Voyager Therapeutics is developing gene therapies for fatal and debilitating diseases of the central nervous system. Voyager’s current lead programs include Parkinson’s Disease, Amyotrophic Lateral Sclerosis (ALS), Friedreich's ataxia, Huntington's disease, and additional indications. Voyager is committed to advancing the field of AAV gene therapy by innovating and investing in areas such as vector optimization and engineering, and dosing techniques, as well as process development and production.
Voyager Therapeutics looks for topics that are:
Targeted Systemic Dosing of rAAVs
Methods of designing rAAV vectors which efficiently transduce target organs or cell types via systemic dosing (e.g., i.v.) while significantly limiting off-target transduction. Target tissues and cells may be in the CNS (preferred), heart, liver or lung. Methods may include (but are not limited to) modifications to the capsid, the transgene cassette, formulation, dosing route, device or other methods.

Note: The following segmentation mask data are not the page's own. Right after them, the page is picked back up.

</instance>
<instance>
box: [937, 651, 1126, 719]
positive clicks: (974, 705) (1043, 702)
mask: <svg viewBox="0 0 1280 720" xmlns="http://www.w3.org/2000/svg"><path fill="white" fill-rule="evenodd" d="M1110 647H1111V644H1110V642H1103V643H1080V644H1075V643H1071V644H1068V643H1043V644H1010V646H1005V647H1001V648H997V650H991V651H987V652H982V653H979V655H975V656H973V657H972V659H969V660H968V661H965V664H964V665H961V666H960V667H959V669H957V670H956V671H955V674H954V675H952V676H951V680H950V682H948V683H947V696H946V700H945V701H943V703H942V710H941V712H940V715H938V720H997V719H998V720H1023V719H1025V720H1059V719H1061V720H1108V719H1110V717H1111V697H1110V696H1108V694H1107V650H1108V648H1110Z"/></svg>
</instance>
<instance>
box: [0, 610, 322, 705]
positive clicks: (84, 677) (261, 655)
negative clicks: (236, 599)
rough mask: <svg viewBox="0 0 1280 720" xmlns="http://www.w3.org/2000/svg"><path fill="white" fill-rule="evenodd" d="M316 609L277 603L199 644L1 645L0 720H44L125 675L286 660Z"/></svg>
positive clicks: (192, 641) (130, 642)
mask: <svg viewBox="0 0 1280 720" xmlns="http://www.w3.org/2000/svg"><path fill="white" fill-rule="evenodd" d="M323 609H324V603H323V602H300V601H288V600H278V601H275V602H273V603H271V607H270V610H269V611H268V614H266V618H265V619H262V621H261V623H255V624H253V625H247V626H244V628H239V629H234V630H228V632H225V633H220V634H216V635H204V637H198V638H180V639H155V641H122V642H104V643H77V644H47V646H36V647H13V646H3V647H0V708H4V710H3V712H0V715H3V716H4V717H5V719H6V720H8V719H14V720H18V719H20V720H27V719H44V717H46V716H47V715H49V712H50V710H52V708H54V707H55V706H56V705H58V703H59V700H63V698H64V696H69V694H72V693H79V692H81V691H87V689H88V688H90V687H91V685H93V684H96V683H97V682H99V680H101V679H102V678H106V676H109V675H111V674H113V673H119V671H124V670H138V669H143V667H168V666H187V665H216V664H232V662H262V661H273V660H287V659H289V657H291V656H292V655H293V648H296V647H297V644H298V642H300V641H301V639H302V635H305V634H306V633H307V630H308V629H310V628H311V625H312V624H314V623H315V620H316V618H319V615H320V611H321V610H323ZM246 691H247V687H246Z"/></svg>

Preexisting Immunity to rAAV Vectors
Methods of understanding, measuring and avoiding preexisting immunity to rAAV vectors. Topics could include (but are not limited to) a) understanding the effect of preexisting immunity (cellular and humoral) on rAAV vector activity delivered via multiple routes; b) assays for characterizing and measuring rAAV-associated pre-existing and acquired immunity; and c) vectors and methods of designing vectors which can circumvent preexisting immunity; and d) methods to mitigate pre-existing immunity while preserving transduction of target tissues,in particular CNS.
Effect of Anti-capsid T Cell Responses on rAAV Expression
It has been suggested that anti-capsid T cell responses may play a primary role in the limitation on the magnitude and duration of rAAV vector expression after systemic delivery. Studies to determine the effect of such responses on CNS directed delivery and approaches to mitigate those effects would be of interest.
Regulated Expression of the Transgene Product
Studies that use modern/novel molecular biology tools to regulate the expression of the rAAV transgene product are of interest.
Thank you for your interest in the Voyager Therapeutic Innovation Pilot Project Program. We look forward to your ideas.